LAU’s Clinical Simulation Center Receives a Major Donation from Intermedic

A longtime supporter of the university, the Farah family upholds its legacy of commitment to healthcare education and practice.

By Raissa Batakji

Dr. Barakat illustrates how the new equipment can be used to create countless intensive-care emergencies that present invaluable learning opportunities for the trainees, as Mr. Farah (L) tours the CSC with Dr. Mawad.
Mr. Farah and Dr. Mawad are joined by the deans of the health sciences schools, assistant deans, faculty, CSC staff, Development Office staff and representatives from Intermedic for a photo to mark the event.

The intensive care unit at LAU’s Clinical Simulation Center has received a major upgrade thanks to a donation from Intermedic, which the university gratefully recognized at a dedication ceremony May 10, 2024.

With the new equipment, “we can create incredibly realistic scenarios, building exceptional learning ecosystems that can push our medical, pharmacy and nursing trainees to excel in complex situations. Ultimately, this translates into saving lives,” said Dean of the Gilbert and Rose-Marie Chagoury School of Medicine Sola Aoun Bahous.

Since 2012, equipment donated by Intermedic has benefited generations of LAU health sciences students, physicians and patients, and has been featured at ground-breaking symposia hosted by the university, such as the Head and Neck Symposium and the Interventions in Hybrid Operating Room Conference. The company has also supported all the university’s international conferences on medical education, the LAU Solidarity Fund and scholarships for students.

This most recent gift in February 2024—valued at $110,000—includes an electric bed (Progressa PRO-885), a patient monitor (IntelliVue MX700), a defibrillator (HeartSart Intrepid), an infusion pump (Alaris GW) and a syringe pump (Alaris GH Plus).

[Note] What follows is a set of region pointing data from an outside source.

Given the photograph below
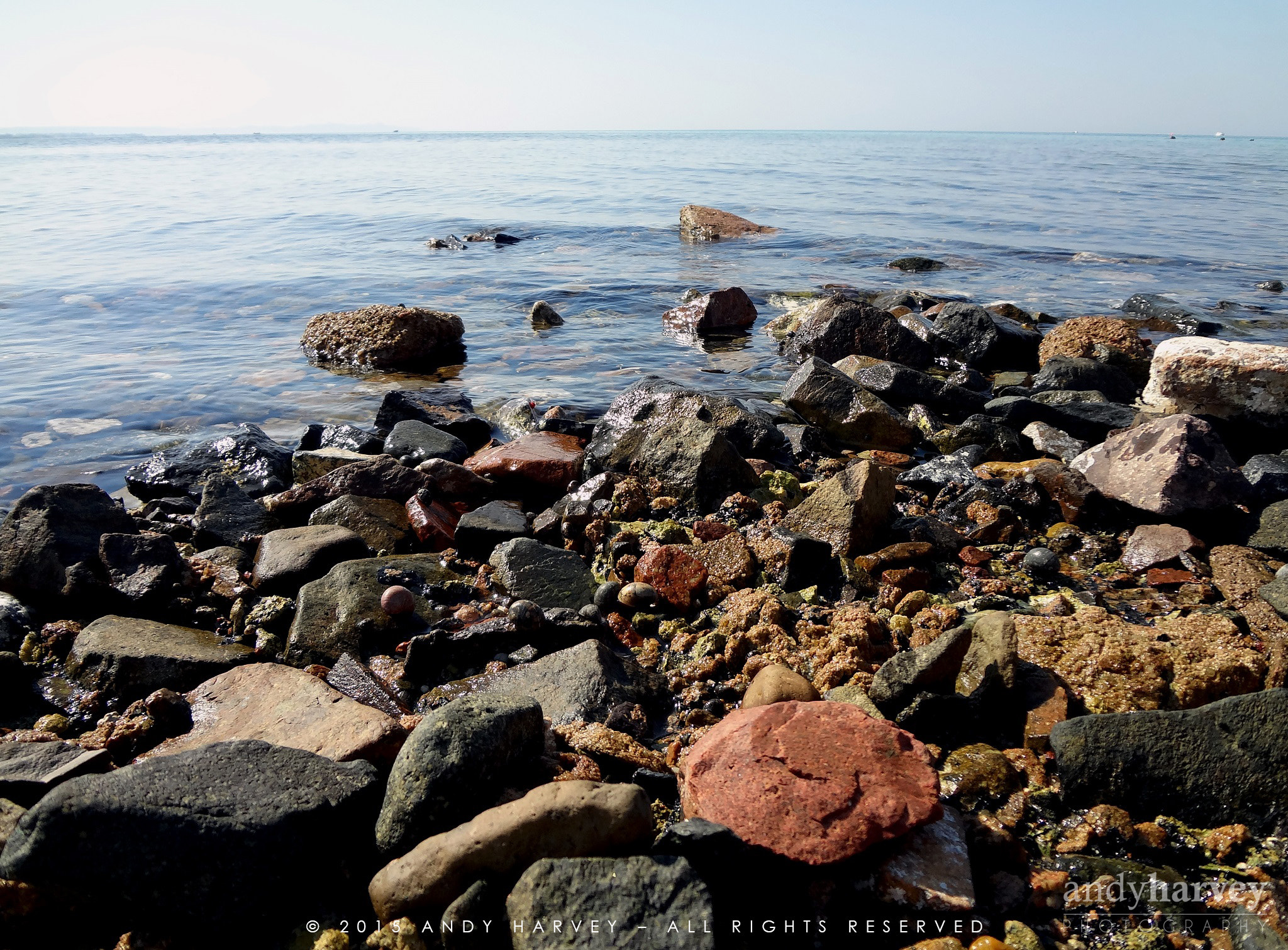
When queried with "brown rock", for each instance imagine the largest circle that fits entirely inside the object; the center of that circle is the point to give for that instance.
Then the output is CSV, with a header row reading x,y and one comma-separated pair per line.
x,y
779,683
674,573
702,223
286,707
548,461
814,781
720,310
567,819
384,337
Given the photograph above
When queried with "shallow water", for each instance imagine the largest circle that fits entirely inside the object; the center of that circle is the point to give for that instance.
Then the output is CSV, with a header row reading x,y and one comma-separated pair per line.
x,y
153,289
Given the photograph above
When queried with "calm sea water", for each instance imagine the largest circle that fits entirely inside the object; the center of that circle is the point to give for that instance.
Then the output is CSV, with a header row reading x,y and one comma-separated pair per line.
x,y
153,291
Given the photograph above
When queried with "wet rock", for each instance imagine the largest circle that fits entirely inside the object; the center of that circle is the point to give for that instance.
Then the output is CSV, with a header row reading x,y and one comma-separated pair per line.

LAU has long thrived on building meaningful bonds with its community. The partnership with Intermedic, a leading medical equipment company established more than 70 years ago by Jean Farah, is a shining example.

At the ceremony on May 10, LAU President Michel E. Mawad pledged the university’s commitment to put the equipment to “very good use in the education of the physicians of the future, so that they may continue the tradition that has made Lebanon a leader in healthcare delivery.”

Dr. Mawad also drew inspiration from Intermedic’s promise for quality medical education, highlighting how the company has long provided “a source of strength that we know we can count on, and for that we owe a debt of gratitude that we are proud to acknowledge.”

For Intermedic VP and General Manager Michel Farah, keeping a two-way stream of learning and cooperation between healthcare education and the industry is a firmly rooted principle. “Over the years,” he said, “we have learned quite a lot from the academic programs you provide, while also feeding your knowledge with the latest advances and innovations from the field.”

Intermedic’s Deputy General Manager Joy Farah and a number of company representatives, as well as LAU vice presidents, deans, faculty and staff were also present.

The attendees watched as the CSC staff simulated a medical emergency that is likely to occur in an ICU setting, demonstrating the effectiveness of the Intermedic equipment. This demonstrated, in real time, how a typical clinical simulation unfolds as healthcare trainees—LAU students who use the CSC facility—rush to treat medical emergencies.

In addition to the demonstration, CSC Director Hanan Barakat underscored how the new equipment can be used to create countless intensive-care emergencies that present invaluable learning opportunities for the trainees.

Speaking about the importance of simulation in teaching, she said: “In the past, we used to say: ‘See one, do one, teach one,’” meaning that with every exposure to a new patient, healthcare students acquire new learning. “Today,” she added, “simulation enables trainees to learn from their errors without risking any harm to the patient.”

Associate Director of the CSC Wael Salameh also pointed out how simulation-based education can better equip learners with the skills needed in both technical and non-technical aspects of medicine, especially taking into consideration the many challenges that now face individuals working in healthcare services.  

Dr. Salameh also emphasized the advantages of simulation and technological advancement with regard to the growing needs of patients and considering patient-to-healthcare provider ratios: “This electric bed, for example, requires fewer staff members to put a patient in an upright position, as we have seen in the simulation, so it helps fill the gap,” he said.

The donated equipment will take center stage at the upcoming Fourth International Conference on Medical Education. At the conference, said Dr. Bahous, LAU will host a dedicated workshop showcasing the cutting-edge technology and exploring its learning potential. The university will later share a summary of the activities and insights gained from using it.